The loss, excluding some items, was $1.06 a share, the company said in a letter to investors posted on its website Wednesday. The average estimate in a Bloomberg survey of 17 analysts was for a loss of 60 cents a share. The stock fell less than 1 percent in aftermarket trading to $225.60.
Investors were comforted by Chief Executive Officer Elon Musk’s confidence that the company will hit its sales targets and that the new Model 3, Tesla’s $35,000 sedan, will go on sale next year. The 50,000 forecast for second-half deliveries exceeded the average of 48,300 estimated by three analysts. Just as importantly, Tesla said it remains committed to producing 500,000 vehicles in 2018.
“The key is that Tesla reiterated 500,000 vehicles in 2018,” said Charlie Anderson, an analyst at Dougherty & Co. “They spent more money, which is why EPS was down. But the spending was on R&D. This is a company that is continuing to invest in the future.”
Tesla has had an intense past few months as it moves toward a $2.6 billion acquisition of solar-panel installer SolarCity Corp. U.S. safety regulators are investigating a fatal Florida crash in May that involved Tesla’s Autopilot driver-assistance features. And last week, it celebrated the official opening of its Gigafactory near Reno, Nevada, where battery-cell production is slated to begin in the fourth quarter.
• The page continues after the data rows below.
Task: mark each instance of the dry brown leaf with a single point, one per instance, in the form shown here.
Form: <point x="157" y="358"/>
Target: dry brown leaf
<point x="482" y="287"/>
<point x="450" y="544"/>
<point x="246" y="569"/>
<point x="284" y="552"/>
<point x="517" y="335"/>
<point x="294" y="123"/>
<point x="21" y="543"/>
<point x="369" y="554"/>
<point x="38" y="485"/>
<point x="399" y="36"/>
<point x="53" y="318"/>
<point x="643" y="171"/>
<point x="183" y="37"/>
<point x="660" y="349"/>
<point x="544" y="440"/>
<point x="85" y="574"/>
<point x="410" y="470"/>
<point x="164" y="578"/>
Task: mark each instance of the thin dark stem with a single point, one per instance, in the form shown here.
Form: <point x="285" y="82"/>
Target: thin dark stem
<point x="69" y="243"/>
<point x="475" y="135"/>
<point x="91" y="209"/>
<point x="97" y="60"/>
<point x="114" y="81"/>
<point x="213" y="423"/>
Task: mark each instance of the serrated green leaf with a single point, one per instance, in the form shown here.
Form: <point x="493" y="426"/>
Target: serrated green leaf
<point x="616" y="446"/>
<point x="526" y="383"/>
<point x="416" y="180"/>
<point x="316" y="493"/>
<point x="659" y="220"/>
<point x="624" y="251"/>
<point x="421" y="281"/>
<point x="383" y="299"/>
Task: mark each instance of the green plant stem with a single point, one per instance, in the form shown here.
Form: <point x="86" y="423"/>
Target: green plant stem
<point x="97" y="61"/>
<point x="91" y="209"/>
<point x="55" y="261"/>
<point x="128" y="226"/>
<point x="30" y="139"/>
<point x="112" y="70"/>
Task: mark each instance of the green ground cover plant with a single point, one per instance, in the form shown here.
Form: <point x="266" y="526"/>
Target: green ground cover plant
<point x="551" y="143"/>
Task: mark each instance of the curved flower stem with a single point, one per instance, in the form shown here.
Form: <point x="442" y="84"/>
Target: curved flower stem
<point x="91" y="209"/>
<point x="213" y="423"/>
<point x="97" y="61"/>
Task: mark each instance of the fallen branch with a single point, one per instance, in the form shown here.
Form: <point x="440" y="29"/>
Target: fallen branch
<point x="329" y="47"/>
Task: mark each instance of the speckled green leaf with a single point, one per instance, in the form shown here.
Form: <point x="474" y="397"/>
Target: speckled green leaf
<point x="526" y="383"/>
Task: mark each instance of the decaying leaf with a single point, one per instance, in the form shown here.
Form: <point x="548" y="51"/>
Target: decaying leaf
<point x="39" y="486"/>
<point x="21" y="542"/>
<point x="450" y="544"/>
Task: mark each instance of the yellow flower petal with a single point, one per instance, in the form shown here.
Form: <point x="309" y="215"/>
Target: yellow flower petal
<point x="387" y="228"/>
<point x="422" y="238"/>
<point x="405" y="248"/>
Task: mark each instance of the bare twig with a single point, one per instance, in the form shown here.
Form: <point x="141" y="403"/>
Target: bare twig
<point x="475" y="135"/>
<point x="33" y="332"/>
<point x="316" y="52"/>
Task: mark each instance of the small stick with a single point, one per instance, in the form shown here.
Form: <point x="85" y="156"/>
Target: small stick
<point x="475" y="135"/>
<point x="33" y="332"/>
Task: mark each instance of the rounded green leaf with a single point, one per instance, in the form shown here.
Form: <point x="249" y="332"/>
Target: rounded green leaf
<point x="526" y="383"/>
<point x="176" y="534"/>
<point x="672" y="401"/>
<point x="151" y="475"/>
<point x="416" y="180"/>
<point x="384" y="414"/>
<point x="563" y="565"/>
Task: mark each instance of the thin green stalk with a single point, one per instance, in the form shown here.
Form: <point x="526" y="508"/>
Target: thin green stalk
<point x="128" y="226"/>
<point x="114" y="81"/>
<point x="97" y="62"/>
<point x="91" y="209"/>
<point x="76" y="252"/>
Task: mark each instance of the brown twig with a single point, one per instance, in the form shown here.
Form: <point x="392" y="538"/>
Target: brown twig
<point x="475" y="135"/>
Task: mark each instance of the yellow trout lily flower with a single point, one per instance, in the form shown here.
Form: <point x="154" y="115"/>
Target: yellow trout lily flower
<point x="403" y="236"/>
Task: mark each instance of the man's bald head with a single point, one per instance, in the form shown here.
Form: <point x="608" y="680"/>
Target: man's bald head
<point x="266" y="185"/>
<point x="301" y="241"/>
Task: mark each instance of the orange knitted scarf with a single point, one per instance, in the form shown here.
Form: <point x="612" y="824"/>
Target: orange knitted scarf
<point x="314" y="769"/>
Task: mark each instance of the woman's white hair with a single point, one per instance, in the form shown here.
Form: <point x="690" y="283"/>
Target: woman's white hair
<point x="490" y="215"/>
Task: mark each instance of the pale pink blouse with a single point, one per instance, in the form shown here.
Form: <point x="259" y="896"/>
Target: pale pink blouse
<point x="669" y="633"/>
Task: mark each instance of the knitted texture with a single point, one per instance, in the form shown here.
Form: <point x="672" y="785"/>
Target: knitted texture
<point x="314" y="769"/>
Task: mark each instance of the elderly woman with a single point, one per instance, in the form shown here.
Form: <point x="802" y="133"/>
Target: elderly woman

The automaker said that it has completed the design for the Model 3 and that the gigafactory remains on target to support volume production of the Model 3 in late 2017.
Musk said cash flow improved in the quarter, even as the automaker worked to complete the Model 3’s engineering. The company reported negative cash flow of $144.4 million, better than the $309.6 million analysts had predicted.
The somewhat muted stock reaction immediately after the earnings release is “another lesson that Tesla’s stock doesn’t trade over earnings per share," said Ben Kallo, an analyst with Robert W. Baird. "Automotive gross margin improved, and the commentary about demand helps with the stock as well."